Planning and Managing an IT Service Management Assessment
- itinfrastructureso
- Dec 12, 2020
- 3 min read
Planning and managing an IT Service Management (ITSM) assessment is a key project undertaken when an IT organization aims to develop its IT service effectiveness and business value. The key steps included are highlighted below:

Step 1: Understanding the scope, purpose, and expected outcome of the assessment
It would be suitable to confirm the assessment's scope, the objective, and the expected outcome and define what data is to be collected at this stage. The assessors (particularly if they are not internal staff) need to understand the business goals, IT goals, vision and mission, and IT strategy. This is normally done by looking at documented IT strategy and plans and interviews with the project supporter to get his vision and goals.

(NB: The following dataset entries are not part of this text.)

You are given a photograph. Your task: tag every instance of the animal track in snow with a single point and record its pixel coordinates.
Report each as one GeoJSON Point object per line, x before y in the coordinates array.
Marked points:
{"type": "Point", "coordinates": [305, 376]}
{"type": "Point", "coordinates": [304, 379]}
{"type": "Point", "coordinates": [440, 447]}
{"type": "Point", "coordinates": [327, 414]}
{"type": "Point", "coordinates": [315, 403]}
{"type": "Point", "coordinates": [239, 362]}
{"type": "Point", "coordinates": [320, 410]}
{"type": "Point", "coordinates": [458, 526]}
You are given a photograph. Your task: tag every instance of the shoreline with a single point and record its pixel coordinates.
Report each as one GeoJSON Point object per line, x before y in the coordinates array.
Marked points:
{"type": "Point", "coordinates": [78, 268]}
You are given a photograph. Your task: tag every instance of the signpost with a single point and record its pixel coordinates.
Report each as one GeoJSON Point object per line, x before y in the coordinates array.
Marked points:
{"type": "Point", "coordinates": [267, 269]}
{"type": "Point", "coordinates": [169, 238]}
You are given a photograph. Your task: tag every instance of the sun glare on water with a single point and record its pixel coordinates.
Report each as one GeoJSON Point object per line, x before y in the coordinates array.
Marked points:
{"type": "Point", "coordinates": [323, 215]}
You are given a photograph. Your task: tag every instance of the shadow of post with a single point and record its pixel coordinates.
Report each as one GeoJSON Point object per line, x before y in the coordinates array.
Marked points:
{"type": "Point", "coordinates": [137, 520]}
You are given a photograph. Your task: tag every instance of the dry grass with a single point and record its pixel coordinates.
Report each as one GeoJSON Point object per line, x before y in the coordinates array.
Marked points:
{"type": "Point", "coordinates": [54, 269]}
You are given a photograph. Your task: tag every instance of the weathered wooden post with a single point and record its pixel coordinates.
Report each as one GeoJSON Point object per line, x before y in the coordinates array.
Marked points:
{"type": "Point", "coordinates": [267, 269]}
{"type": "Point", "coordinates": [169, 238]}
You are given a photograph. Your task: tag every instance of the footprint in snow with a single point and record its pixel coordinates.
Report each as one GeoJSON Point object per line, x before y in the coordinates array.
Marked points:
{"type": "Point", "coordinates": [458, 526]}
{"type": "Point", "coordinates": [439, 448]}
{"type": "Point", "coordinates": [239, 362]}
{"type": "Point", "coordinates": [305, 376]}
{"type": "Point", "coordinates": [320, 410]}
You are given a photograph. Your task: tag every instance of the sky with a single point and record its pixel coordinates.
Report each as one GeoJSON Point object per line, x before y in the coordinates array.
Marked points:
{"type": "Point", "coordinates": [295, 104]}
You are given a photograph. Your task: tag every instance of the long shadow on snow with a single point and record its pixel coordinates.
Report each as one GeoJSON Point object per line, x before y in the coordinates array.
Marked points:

Step 2: Planning and Preparation
Several factors would need to be considered when preparing the assessment. A copy of the organization chart should be obtained. The organization chart gives useful information that helps the planners identify the key managers and stakeholders and who may need it. Meeting and interviews will be planned and scheduled at least one or two weeks ahead of the original event. Meeting or interview rooms would want to be booked. Any visits to blocked sites should be highlighted, and permission obtained. The output is normally a fairly detailed project plan. A typical assessment would have a duration of two to three weeks.
Step 3: Kick-Off Meeting
A kick-off meeting is recommended. The kick-off meeting begins the assessment formally. Invited attendees may enter process managers, interviewees, stakeholders, data providers, and external consultants involved in performing the assessment. It is a good method to invite the project sponsor or most senior stakeholders to this meeting and say a few terms to define the assessment's purpose, show management support, and introduce and enable the assessors. Depending on the culture, the sponsor might have to establish expectations that the assessment's purpose is not an audit, and all staff should help with the assessors fully.
Step 4: Data Gathering
The scope of the assessment would usually cover only the key Service Operations and Service Transition processes. Data are collected through interviews, reviewing documentation, workshops session, and site visits. Visits to the service desk and information center may be necessary. A checklist of questions is usually used. A maturity-based assessment would aim to limit the level of maturity of each ITIL process. Other data to collect involves the availability of tools, skills, evidence of continual improvement, organization role and responsibilities, availability and quality of documentation, metrics, reports, circulation, and usage reports.
Step 5: Analysis
The scores are tabulated using spreadsheet tools and presented based on the responses to the questions gathered. A maturity-based assessment might use the 5-level ITSM maturity models to rate the individual process. Spider diagrams or bar charts can compare the current state with the desired state and highlight essential gaps and deficiency areas. Benchmarks with the ability levels of other companies in the same industries are useful. That is one benefit of engaging external consultants to complete the assessment instead of conducting a self-assessment. Gaps, issues, and constraints should be identified compared to the vision, purpose, goals, and objectives. The analysis should involve highlighting potential risks to the condition and reliability of present service delivery.
Step 6: Action Planning
Having understood the current state versus the aspired state and armed with the information obtained in the earlier steps, viable resolution approaches would require to be identified, including products and services needed. An IT service improvement initiative may need multiple sub-projects to address what wants to be done each step of the way. Each project should be determined with possible project scope or charter, estimated timeline, products, costs, and services.
Step 7: Presentation
The presentation may not be a lengthy session to discuss the details of the assessment or findings. Instead, it should be a high-level, executive presentation focusing on key pain-points uncovered, business implications, and the recommended clarifications and next steps. The desired outcome is to explore sponsorship and approval from the management team to proceed with service development action plans.
Step 8: Produce the Assessment Report
An approved assessment report should be produced. This report proposes to document the assessment's objectives, issues uncovered, key findings, and solutions proposed. This document is essential as it serves as the baseline against which comparisons of the "before" and "after" pictures of the situation can be made subsequently.